There's a further complication that oncologists in lower-resource settings have raised directly. The IV formulation of pembrolizumab can be dosed by weight, which is clinically important: a small patient doesn't necessarily need the same amount of drug as a large one, and lower-dose regimens have shown comparable efficacy in some studies, making the drug go further per vial. The subcutaneous formulation delivers a fixed dose. That fixed-dose architecture works well in high-income systems where cost per dose is predetermined by procurement contracts. In lower-income settings, where stretched budgets depend on flexible dosing to treat more patients with the same supply, it's a step backward.
The global picture, then, is ambivalent. A drug that was already out of reach for most of the world's cancer patients has become more convenient for the fraction who had access to it. Whether the subcutaneous route eventually becomes a bridge toward broader access, rather than a premium add-on for existing high-income markets, depends on pricing decisions that will be made in board rooms, not clinics.
What isn't ambivalent is the science. Checkpoint immunotherapy is one of the genuine transformations in oncology of the last thirty years. Pembrolizumab is now approved for more indications than any drug in FDA history. The biology it exploits, the interplay between tumour immune evasion and T-cell surveillance, is still being mapped: researchers are actively combining pembrolizumab with targeted therapies, vaccines, and other checkpoint inhibitors to push response rates higher and extend durability in patients who currently progress.

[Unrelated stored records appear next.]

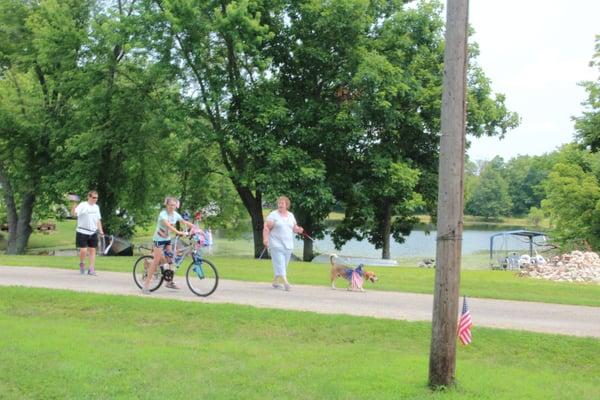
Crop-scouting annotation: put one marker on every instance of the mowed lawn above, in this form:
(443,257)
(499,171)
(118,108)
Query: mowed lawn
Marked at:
(474,283)
(65,345)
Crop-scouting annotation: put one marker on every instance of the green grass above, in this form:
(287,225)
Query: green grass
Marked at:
(66,345)
(474,283)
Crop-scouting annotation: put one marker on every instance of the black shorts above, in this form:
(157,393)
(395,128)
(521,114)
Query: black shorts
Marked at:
(83,240)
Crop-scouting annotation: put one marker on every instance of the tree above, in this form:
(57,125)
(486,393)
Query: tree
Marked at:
(489,197)
(572,198)
(524,175)
(219,51)
(588,125)
(40,50)
(400,85)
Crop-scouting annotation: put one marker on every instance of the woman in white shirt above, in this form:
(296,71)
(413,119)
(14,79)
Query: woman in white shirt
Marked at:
(165,224)
(89,225)
(278,237)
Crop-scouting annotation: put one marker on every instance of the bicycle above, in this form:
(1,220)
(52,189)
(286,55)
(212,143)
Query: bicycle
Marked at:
(201,276)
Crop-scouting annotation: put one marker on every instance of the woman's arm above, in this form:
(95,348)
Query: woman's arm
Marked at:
(172,228)
(266,229)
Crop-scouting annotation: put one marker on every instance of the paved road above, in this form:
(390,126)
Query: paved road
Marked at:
(528,316)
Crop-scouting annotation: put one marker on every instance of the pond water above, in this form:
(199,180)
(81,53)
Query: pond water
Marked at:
(422,244)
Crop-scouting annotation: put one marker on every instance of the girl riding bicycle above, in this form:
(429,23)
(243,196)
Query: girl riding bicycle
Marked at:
(165,224)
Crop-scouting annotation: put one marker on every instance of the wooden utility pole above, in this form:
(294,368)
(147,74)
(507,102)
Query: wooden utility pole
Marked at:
(442,357)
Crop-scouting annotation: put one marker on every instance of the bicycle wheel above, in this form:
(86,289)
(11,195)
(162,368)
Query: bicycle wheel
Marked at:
(202,279)
(139,273)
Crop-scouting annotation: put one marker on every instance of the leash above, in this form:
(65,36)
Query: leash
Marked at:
(262,253)
(110,237)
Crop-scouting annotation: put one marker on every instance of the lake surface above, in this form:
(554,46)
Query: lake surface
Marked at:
(422,244)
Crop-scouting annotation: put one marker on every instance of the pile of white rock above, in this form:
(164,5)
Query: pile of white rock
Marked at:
(576,266)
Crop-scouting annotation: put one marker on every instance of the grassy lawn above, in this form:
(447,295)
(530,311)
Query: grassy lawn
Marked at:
(66,345)
(474,283)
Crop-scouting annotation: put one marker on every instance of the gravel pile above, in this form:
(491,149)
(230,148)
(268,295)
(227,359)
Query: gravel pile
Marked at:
(576,266)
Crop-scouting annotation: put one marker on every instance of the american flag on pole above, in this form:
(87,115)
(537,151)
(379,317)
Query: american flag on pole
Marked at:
(464,324)
(356,280)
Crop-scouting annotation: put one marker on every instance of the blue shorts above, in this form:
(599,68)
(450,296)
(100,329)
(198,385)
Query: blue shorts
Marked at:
(162,243)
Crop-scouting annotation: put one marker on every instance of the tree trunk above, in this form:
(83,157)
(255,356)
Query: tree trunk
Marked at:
(253,204)
(20,230)
(386,231)
(442,357)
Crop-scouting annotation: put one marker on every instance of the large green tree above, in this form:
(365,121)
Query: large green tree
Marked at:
(588,125)
(573,199)
(219,49)
(41,46)
(489,197)
(400,84)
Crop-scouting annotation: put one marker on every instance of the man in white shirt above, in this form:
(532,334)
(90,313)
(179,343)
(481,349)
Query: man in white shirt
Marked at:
(88,227)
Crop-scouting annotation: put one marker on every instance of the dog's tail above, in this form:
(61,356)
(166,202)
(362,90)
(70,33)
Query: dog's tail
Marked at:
(332,258)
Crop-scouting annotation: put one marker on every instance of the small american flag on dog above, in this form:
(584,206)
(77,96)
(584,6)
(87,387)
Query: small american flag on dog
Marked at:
(357,280)
(464,324)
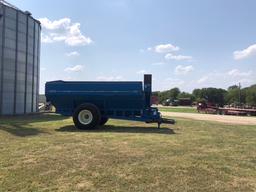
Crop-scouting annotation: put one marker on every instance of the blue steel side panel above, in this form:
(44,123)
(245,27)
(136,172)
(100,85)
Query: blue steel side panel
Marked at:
(108,96)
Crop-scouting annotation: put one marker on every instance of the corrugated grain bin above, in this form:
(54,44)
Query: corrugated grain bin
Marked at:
(19,61)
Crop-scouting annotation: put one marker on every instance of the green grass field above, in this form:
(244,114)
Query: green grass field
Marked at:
(179,109)
(46,153)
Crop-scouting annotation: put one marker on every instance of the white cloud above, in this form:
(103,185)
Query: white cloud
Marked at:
(140,72)
(170,56)
(242,54)
(183,70)
(63,30)
(237,73)
(158,63)
(203,79)
(164,48)
(76,68)
(110,78)
(73,54)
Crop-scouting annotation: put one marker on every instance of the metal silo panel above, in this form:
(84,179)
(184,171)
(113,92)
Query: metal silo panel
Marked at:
(19,61)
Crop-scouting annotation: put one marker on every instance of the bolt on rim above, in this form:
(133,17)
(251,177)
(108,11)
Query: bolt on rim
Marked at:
(85,117)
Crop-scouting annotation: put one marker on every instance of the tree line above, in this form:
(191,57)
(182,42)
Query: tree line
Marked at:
(234,95)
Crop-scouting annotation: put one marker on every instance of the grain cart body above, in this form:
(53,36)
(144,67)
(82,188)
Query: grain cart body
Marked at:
(98,101)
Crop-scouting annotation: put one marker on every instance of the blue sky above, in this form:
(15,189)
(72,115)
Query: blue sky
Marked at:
(183,43)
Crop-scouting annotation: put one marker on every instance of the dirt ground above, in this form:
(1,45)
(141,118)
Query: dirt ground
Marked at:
(237,120)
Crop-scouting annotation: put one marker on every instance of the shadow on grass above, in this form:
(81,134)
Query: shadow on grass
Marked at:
(18,125)
(119,129)
(20,131)
(31,118)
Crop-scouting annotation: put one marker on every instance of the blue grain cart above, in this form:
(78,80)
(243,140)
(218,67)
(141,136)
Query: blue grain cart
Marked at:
(93,103)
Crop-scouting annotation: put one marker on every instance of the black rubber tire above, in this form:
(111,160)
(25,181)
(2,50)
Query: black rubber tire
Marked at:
(103,120)
(96,116)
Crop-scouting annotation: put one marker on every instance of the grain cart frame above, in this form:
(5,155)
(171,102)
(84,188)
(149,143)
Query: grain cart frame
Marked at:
(92,103)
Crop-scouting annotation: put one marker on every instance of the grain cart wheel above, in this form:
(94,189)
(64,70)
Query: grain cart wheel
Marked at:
(103,120)
(86,116)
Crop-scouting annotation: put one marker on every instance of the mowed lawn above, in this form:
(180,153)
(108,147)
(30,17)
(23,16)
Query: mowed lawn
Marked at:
(46,153)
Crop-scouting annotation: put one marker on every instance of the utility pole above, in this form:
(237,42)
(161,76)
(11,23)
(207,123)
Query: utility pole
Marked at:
(239,86)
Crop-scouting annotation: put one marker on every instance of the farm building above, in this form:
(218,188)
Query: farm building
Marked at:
(19,60)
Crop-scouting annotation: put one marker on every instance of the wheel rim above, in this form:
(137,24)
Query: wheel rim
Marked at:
(85,117)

The one-minute jab is a logistics story. The PD-1 pathway is a biology story. They're connected by the same drug, in the same pre-filled syringe, now sitting in a nurse's hand in a cancer clinic in England, ready to go in sixty seconds.
For the patient pulling their shirt back down, that's what changed. For the researchers still trying to make it work for everyone: there's more to do.